Methods: All patients with acute stroke in Copenhagen, Denmark between September, 1991 to 1993 were followed from time of acute admission to end of rehabilitation to six months post-stroke.  Time course of recovery was plotted.

Results:
Cohort: The cohort of stroke survivors consisted of 947 patients (53% female) of mean age 73.3.  The strokes were 93% ischemic and 7% hemorrhagic.  The median time between symptom onset and admission was 16 hours.  After rehabilitation, 19% were placed in nursing homes while 81% were discharged home.

Recovery: When assessed by the Scandinavian Stroke Scale (0-58 points, higher indicating milder deficits), best neurological recovery was reached in 80% by 4.5 weeks (95% CI: 4 to 5 weeks) and in 95% by 11 weeks (95% CI: 10.1 to 11.9 weeks) from stroke onset.  Best ADL function (measured by Barthel Index) was reached in 80% by 6 weeks (95% CI: 5.3 to 6.7 weeks) and in 95% by 12.5 weeks (95% CI: 11.6 to 13.4).

Initial Severe Functional Deficits: Severity of functional deficits were judged by the Barthel Index (scale of 0 to 100 with very severe disability in 0-20 and no disability with score of 100).  In those with very severe initial disability (index of 0-20), best ADL function was reached in 80% of patients within 11 weeks (95% CI: 10-12) and in 95% within 17 weeks (95% CI: 15-19).

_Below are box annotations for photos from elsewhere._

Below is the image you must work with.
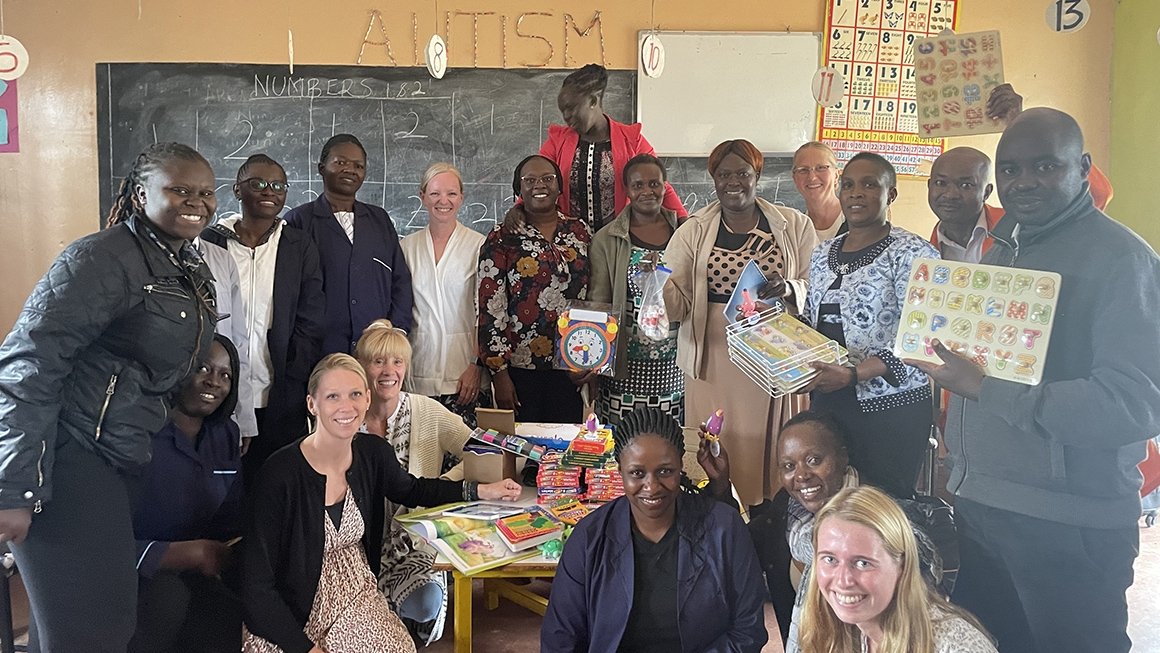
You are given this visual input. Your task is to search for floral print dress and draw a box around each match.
[241,488,415,653]
[479,213,592,371]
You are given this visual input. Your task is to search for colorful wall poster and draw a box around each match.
[914,30,1006,138]
[818,0,958,175]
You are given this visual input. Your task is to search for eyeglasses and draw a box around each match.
[520,173,556,186]
[793,165,832,176]
[713,170,753,182]
[238,176,290,193]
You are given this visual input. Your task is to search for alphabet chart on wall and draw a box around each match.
[914,30,1005,137]
[818,0,958,175]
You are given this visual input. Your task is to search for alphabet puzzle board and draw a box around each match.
[894,259,1060,385]
[818,0,959,175]
[914,31,1005,138]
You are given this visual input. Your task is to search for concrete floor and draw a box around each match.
[4,521,1160,653]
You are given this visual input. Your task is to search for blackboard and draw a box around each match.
[96,64,803,235]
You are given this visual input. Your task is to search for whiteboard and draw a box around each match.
[637,30,821,157]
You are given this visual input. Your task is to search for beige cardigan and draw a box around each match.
[407,392,471,480]
[665,197,818,378]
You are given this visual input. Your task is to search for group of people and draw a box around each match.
[0,57,1160,653]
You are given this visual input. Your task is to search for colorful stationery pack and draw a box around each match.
[470,428,546,462]
[894,259,1060,385]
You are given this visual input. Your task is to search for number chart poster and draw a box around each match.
[818,0,958,176]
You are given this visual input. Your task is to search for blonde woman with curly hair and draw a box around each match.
[802,486,995,653]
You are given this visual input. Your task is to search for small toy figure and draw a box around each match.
[705,408,725,457]
[537,538,564,560]
[737,288,757,319]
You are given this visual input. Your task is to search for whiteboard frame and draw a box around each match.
[636,30,824,157]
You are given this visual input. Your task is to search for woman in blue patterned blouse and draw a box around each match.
[803,152,938,498]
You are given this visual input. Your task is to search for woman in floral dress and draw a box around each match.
[588,154,684,425]
[479,155,592,423]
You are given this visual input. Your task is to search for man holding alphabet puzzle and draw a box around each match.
[912,108,1160,653]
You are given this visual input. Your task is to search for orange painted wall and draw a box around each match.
[0,0,1115,332]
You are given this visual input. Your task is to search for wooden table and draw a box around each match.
[433,554,557,653]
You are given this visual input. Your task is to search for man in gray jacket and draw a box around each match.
[913,108,1160,653]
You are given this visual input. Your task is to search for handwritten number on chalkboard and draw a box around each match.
[1056,0,1083,31]
[466,202,495,225]
[394,111,427,140]
[222,121,254,161]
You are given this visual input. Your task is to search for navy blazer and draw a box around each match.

Initially Mild Disability: In those with mild disability (Barthel Index 75-95), best ADL function was reached in 80% of patients within 2.5 weeks (95% CI: 2-3) in 95% of patients within 5 weeks (95% CI: 4-6).  

Discussion: In this remarkable study with 100% follow-up of all stroke patients in Copenhagen over two years, the overall message is that 95% will regain their best ADL function in about three months.  The rate of recovery is slower in those with more severe disability and more rapid in those with mild disability.  However, even in those with very severe initial functional deficits, best ADL function was reached in 17 months.  For general counseling purposes, an appropriate summary statement might be that mild strokes take about a month to regain best function while severe strokes take about four to five months to regain best function.  While this study is well done, some cautionary aspects are that (1) acute stroke therapy has changed since  the study, and (2) physical therapy has changed since the early 1990s.  How these aspects change the natural history of stroke disorders is unclear.  Also note that this study also talks about the rate of recovery and not the extent of recovery.